My move to Hollister has been a good one. So many people have
been friendly and helpful.
My move to Hollister has been a good one. So many people have been friendly and helpful.
But after hanging my hats in approximately 50 different locations in 20 different cities during the past 35 years, I have learned this: There is always one major headache.
This time it is AT&T, which is making me ANGR&Y.
First some background. I don’t know how a lot of stuff works and to be honest I don’t care.
Take television for example. How the heck a live, miniature version of Barry Bonds swatting a baseball into the seats appears in a glassed-in box in my living room is beyond me.
Same goes for radio, CD players, turn signals, toasters, light bulbs, computers, and, especially, my plastic beer mug that plays the Notre Dame fight song as soon as I lift it.
You name it, I have no clue and give it little or no thought. I would much rather ponder more worldly matters, like which golf club or lure to use.
But I do feel quite strongly about this. When I click the remote, flip the switch or turn the key, the damn thing better work.
Why? Because I’m paying for it.
The apartment that I rented in Hollister three weeks ago now has: Running hot and cold water, electricity, heat, cable TV and local telephone service.
It does not have long distance access. Why?
Let me put it politely. Despite 17 phone calls, no one seems to be home, there literally is no answer at AT&T.
I signed up for local service with SBC. Their representatives were polite, informative and honest. The day they said that I could first hear another voice after pushing seven numbers was accurate.
But on May 31, I apparently made a grave error in judgment. When asked which long distance carrier I preferred, I went with the national slugger: AT&T.
In fairness, good old powerful AT&T has been OK for me in the past. And I mean no offense to the thousands of competent, friendly and hard-working men and women who work for AT&T.
However, in the 17 calls – each going through a head-banging, fist-shaking, never-ending series of prompt after prompt after prompt, only two live persons were polite, sympathetic and helpful.
None could figure it out. AT&T representatives are in a horrid 0-for-17 slump at my home stadium.
They scratched their coast-to-coast anonymous heads and blamed: SBC, the phone lines, my phone, me, paperwork and the Tampa Bay Devil Rays for the failure to successfully flip a switch in less than a month.
It has now been 20 days and I still can’t pick up my home phone to call my mom in Chicago and thank her for the box of towels that she sent.
Now that makes me MA&D.
The AT&T calling cards, however, showed up in the mail lickety-split. You know, the ones that cost 25 cents a minute compared to the 7 cents a minute direct dial rate promised way back when.
The last live person (I think she was still alive. Who knows? Maybe it was taped.) whom I spoke with Thursday summed it up when I once again explained my plight.
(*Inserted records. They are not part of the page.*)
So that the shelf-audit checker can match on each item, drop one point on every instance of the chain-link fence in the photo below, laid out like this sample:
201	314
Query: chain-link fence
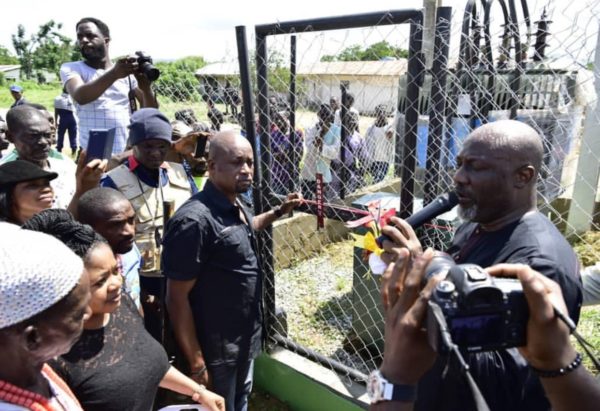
390	97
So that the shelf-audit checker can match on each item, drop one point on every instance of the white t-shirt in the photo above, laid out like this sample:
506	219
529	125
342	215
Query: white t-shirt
60	400
379	147
338	115
110	110
317	161
63	102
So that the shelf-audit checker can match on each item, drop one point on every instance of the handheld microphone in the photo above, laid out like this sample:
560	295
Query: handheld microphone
440	205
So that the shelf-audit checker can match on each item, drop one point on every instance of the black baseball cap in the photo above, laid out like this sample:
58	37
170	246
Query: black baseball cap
20	170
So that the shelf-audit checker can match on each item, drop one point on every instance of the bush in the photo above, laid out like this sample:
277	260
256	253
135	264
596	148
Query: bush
177	80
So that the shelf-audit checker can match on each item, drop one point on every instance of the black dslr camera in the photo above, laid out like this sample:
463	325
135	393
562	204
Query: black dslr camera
482	313
146	66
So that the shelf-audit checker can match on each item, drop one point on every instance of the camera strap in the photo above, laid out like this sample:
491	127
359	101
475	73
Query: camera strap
131	97
480	403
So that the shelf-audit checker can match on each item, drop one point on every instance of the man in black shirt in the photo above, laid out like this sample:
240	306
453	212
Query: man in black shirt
495	181
214	280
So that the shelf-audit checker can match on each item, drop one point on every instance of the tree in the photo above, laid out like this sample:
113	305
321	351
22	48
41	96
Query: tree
374	52
24	49
6	57
177	80
45	50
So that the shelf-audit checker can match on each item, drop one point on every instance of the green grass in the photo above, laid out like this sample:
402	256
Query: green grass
33	92
45	93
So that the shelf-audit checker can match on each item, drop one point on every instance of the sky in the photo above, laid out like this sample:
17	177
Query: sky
178	28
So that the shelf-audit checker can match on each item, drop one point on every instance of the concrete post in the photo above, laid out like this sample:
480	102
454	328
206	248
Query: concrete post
583	201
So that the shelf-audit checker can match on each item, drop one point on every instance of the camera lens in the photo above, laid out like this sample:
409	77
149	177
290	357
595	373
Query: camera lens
150	71
440	263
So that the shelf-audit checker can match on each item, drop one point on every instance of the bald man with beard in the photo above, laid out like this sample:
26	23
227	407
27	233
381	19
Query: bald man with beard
214	280
496	178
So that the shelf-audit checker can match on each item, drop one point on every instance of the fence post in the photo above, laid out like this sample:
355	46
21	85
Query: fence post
414	81
581	209
248	109
437	107
294	184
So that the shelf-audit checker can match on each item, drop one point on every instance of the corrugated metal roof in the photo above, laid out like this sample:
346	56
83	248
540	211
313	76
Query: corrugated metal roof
354	68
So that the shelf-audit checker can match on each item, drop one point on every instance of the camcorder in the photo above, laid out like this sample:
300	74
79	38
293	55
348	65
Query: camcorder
146	66
482	313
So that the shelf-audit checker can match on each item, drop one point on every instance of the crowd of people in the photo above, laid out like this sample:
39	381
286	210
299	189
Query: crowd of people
110	266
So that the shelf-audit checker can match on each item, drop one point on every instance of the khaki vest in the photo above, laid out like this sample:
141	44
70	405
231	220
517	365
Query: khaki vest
148	208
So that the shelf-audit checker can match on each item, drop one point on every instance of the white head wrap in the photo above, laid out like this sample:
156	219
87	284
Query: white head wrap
36	272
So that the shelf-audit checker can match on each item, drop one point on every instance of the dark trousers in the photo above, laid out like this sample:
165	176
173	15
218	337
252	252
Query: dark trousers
66	123
154	314
234	383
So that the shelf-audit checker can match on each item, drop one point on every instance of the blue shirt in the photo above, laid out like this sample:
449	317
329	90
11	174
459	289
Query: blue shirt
130	266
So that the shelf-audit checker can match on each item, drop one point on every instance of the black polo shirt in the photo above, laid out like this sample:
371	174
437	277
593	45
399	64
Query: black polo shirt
206	240
503	376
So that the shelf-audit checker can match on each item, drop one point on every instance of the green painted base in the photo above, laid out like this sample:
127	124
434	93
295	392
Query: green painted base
298	391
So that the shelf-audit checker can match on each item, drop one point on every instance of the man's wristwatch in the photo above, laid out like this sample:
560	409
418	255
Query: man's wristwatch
278	212
380	389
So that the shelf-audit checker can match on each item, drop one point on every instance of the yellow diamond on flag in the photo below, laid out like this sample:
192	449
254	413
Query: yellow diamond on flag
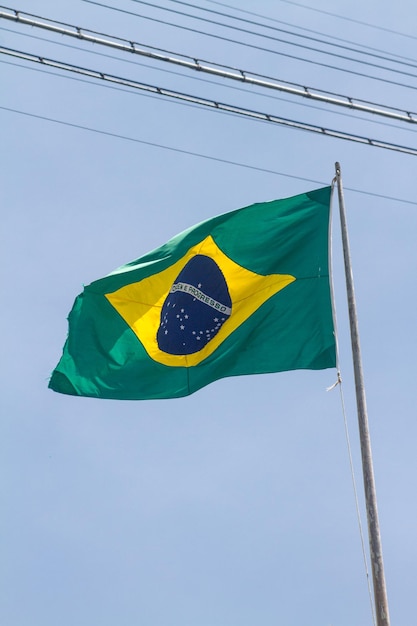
182	314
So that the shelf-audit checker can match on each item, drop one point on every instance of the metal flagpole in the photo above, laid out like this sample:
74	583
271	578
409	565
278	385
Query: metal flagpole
378	576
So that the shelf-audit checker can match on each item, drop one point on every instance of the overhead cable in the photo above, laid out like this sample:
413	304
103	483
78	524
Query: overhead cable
279	30
344	17
212	104
255	47
268	18
138	93
200	155
214	69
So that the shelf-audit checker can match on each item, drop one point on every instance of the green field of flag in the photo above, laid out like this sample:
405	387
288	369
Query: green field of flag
246	292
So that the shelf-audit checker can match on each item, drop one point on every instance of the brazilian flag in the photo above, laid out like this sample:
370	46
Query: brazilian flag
246	292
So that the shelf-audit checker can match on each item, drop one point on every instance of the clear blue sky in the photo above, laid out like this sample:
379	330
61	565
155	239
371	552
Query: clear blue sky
233	506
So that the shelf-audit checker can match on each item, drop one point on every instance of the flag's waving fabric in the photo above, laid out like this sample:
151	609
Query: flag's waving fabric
246	292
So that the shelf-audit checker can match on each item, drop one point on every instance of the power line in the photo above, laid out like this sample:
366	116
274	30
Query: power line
255	47
280	30
199	154
348	19
215	69
308	30
212	104
138	93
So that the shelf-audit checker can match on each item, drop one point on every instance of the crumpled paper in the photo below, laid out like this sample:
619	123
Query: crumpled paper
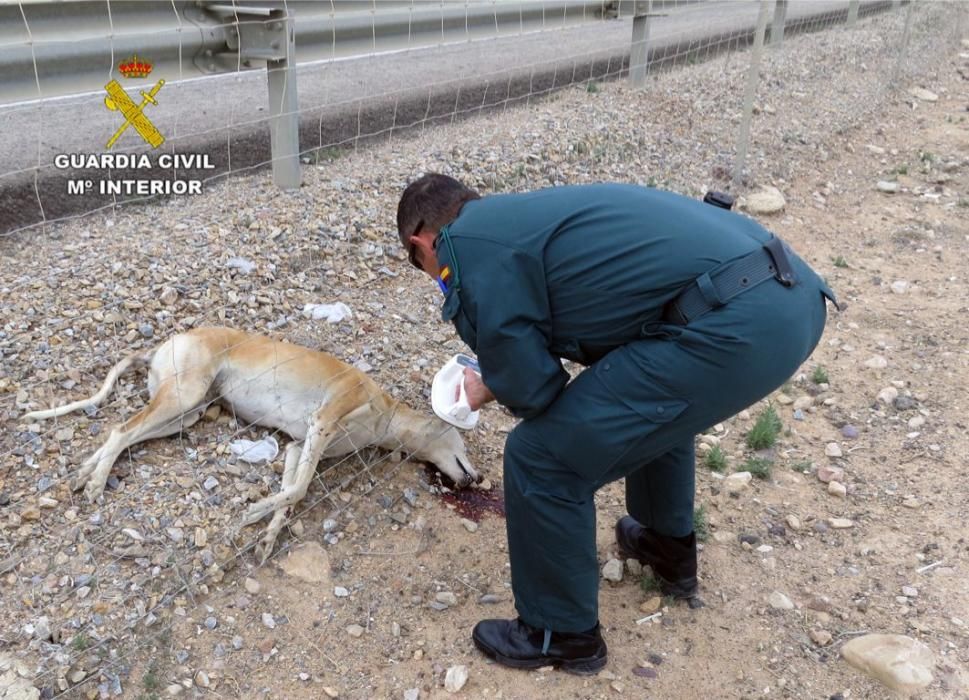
255	452
333	313
243	265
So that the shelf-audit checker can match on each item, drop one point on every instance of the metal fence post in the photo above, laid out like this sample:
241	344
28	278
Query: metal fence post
897	72
639	48
852	13
777	25
283	107
753	76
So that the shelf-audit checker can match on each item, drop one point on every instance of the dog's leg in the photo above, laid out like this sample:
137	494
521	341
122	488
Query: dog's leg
268	541
172	409
324	426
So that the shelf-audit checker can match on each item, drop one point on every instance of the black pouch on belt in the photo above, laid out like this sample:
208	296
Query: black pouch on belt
712	290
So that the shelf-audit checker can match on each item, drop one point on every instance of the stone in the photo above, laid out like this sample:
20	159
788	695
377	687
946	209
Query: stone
888	395
876	362
612	571
769	200
15	680
827	473
455	678
779	601
735	483
308	562
446	598
899	662
820	637
202	679
923	94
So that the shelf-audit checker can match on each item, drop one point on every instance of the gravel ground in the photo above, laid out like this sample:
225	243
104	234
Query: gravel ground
154	591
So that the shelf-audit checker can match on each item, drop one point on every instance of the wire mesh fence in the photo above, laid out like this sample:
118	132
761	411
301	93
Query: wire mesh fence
90	588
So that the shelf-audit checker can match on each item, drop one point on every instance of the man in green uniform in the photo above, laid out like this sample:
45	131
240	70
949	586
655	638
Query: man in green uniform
684	313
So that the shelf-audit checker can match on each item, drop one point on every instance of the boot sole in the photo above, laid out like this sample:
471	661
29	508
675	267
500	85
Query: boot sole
579	667
666	588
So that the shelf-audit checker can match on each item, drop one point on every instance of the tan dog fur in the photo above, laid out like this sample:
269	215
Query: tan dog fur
335	409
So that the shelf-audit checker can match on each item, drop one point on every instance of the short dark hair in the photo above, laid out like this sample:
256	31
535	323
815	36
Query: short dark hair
431	201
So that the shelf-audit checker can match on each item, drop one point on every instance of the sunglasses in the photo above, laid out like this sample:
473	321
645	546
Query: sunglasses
412	249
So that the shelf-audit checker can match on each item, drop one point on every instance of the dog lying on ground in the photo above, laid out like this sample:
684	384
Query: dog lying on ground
333	408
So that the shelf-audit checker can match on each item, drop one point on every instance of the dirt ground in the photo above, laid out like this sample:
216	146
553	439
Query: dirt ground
896	261
905	494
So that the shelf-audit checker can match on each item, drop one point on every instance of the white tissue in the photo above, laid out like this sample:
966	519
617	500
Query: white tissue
333	313
257	452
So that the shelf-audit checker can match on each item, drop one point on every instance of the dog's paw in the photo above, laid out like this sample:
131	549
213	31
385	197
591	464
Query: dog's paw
256	512
93	492
264	548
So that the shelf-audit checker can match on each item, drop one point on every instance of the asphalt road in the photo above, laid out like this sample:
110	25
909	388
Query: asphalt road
348	102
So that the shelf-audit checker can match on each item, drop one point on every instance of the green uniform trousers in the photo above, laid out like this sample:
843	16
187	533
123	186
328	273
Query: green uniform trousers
635	414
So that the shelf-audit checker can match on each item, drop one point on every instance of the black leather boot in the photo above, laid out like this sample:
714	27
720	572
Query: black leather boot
672	559
517	644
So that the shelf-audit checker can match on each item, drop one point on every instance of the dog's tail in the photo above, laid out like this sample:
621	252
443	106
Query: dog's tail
136	359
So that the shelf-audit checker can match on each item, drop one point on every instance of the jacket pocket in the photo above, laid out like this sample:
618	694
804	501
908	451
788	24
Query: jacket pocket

“Wow” she said, before transferring me to another number that rang and cut me off.
Well, I have a solution, which should work despite my lack of expertise in the mechanics of the modern telephone, satellites, rude, dead or alive AT&T operators, and their hellish prompts.
There must be a sale on tin cans and string somewhere in Hollister.
And I’ll need to make a substantial purchase.
There are a lot of miles between here and Chicago.